Prediction of hypertension and diabetes in twin pregnancy using machine learning model based on characteristics at first prenatal visit: national registry study
Date
Language
Embargo Lift Date
Committee Members
Degree
Degree Year
Department
Grantor
Journal Title
Journal ISSN
Volume Title
Found At
Abstract
Objective: To develop a prediction model for hypertensive disorders of pregnancy (HDP) and gestational diabetes mellitus (GDM) in twin pregnancy using characteristics obtained at the first prenatal visit.
Methods: This was a cross-sectional study using national live-birth data in the USA between 2016 and 2021. The association of all prenatal candidate variables with HDP and GDM was tested on univariable and multivariable logistic regression analyses. Prediction models were built with generalized linear models using the logit link function and classification and regression tree (XGboost) machine learning algorithm. Performance was assessed with repeated 2-fold cross-validation and the area under the receiver-operating-characteristics curve (AUC) was calculated. A P value < 0.001 was considered statistically significant.

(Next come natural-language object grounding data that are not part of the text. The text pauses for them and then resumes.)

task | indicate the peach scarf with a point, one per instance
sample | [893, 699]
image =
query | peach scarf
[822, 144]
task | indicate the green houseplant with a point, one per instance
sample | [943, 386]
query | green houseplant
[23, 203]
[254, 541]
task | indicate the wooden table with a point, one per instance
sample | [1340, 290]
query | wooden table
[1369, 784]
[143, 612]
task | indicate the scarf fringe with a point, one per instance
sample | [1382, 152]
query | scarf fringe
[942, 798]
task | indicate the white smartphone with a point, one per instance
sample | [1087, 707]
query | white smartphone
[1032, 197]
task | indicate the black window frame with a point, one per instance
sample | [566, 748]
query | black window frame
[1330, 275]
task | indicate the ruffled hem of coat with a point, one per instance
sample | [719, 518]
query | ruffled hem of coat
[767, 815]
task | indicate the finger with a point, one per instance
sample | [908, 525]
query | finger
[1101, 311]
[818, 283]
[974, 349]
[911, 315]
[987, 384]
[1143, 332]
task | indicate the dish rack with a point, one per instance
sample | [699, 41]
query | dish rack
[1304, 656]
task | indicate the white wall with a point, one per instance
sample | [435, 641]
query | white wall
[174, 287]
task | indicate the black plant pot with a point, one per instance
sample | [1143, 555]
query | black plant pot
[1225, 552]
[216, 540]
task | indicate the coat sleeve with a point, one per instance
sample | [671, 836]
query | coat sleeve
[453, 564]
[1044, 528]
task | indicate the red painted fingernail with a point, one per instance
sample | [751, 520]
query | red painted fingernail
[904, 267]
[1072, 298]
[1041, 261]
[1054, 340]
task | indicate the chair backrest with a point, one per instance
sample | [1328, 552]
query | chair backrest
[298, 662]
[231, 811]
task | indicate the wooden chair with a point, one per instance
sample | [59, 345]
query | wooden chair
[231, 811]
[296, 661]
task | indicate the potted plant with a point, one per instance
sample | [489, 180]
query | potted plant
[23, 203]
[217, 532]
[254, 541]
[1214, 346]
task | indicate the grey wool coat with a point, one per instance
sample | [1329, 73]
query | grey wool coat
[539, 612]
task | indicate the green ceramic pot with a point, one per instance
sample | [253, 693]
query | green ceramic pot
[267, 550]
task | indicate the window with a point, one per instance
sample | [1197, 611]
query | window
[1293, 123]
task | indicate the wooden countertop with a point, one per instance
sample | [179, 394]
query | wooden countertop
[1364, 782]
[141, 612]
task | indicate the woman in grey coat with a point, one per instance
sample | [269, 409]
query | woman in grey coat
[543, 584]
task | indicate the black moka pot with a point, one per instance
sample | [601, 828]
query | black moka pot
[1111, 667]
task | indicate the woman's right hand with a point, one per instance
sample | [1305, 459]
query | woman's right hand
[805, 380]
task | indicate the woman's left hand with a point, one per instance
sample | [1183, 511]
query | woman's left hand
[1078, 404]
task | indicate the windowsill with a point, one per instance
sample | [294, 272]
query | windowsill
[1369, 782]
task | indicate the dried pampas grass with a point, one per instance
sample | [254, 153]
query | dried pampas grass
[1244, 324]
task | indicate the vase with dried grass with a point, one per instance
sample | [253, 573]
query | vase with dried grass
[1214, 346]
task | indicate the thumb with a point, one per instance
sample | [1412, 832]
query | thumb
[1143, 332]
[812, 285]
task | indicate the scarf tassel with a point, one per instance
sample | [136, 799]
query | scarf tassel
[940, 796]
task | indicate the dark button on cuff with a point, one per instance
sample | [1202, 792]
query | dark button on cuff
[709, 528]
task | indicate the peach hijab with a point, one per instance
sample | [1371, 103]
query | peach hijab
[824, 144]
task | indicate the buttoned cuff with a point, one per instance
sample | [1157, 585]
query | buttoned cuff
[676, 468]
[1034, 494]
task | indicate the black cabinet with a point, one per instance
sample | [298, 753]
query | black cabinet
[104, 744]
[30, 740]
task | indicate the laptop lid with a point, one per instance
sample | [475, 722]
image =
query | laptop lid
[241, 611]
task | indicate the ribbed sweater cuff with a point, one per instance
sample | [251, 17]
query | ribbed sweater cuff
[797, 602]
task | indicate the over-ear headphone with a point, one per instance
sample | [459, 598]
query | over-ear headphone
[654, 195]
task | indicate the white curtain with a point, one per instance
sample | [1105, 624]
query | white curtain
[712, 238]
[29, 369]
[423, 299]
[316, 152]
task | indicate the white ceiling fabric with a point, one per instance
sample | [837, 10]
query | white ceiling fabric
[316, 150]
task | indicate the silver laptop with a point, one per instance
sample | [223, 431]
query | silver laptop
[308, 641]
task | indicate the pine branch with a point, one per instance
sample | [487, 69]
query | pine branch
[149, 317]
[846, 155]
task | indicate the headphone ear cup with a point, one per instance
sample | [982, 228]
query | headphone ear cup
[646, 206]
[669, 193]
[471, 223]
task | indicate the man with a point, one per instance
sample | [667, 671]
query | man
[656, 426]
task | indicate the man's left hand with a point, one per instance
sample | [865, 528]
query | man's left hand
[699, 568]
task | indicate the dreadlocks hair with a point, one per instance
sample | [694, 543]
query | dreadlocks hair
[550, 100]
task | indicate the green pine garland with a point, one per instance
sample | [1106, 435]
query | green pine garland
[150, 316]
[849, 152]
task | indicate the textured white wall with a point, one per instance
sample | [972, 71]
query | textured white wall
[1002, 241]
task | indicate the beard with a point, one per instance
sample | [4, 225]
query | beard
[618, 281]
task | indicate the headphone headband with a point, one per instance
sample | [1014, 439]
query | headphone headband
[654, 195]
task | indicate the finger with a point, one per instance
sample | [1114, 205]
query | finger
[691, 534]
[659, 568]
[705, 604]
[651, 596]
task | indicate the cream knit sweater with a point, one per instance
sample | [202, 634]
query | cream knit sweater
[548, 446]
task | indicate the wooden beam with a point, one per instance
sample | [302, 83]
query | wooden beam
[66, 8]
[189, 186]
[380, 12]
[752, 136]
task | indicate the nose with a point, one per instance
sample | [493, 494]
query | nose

Results: A total of 707 198 twin pregnancies were included in the HDP analysis and 723 882 twin pregnancies were included in the GDM analysis. The incidence of HDP and GDM increased significantly from 12.6% and 8.1%, respectively, in 2016 to 16.0% and 10.7%, respectively, in 2021. Factors associated with increased odds of HDP in twin pregnancy were maternal age < 20 years or ≥ 35 years, infertility treatment, prepregnancy diabetes mellitus, non-Hispanic Black race, overweight prepregnancy BMI, prepregnancy obesity and Medicaid as the payment source for delivery (P < 0.001 for all). Obesity Class II and III more than doubled the odds of HDP. Factors associated with increased odds of GDM in twin pregnancy were maternal age ≤ 24 years or ≥ 30 years, infertility treatment, prepregnancy hypertension, non-Hispanic Asian race, maternal birthplace outside the USA and prepregnancy obesity (P < 0.001 for all). Maternal age ≥ 30 years, non-Hispanic Asian race and obesity Class I, II and III more than doubled the odds of GDM. For both HDP and GDM, the performances of the machine learning model and logistic regression model were mostly similar, with negligible differences in the performance domains tested. The mean ± SD AUCs of the final machine learning models for HDP and GDM were 0.620 ± 0.001 and 0.671 ± 0.001, respectively.
Conclusions: The incidence of HDP and GDM in twin pregnancies in the USA is increasing. The predictive accuracy of the machine learning models for HDP and GDM in twin pregnancies was similar to that of the logistic regression models. The models for HDP and GDM had modest predictive performance, were well calibrated and did not have poor fit.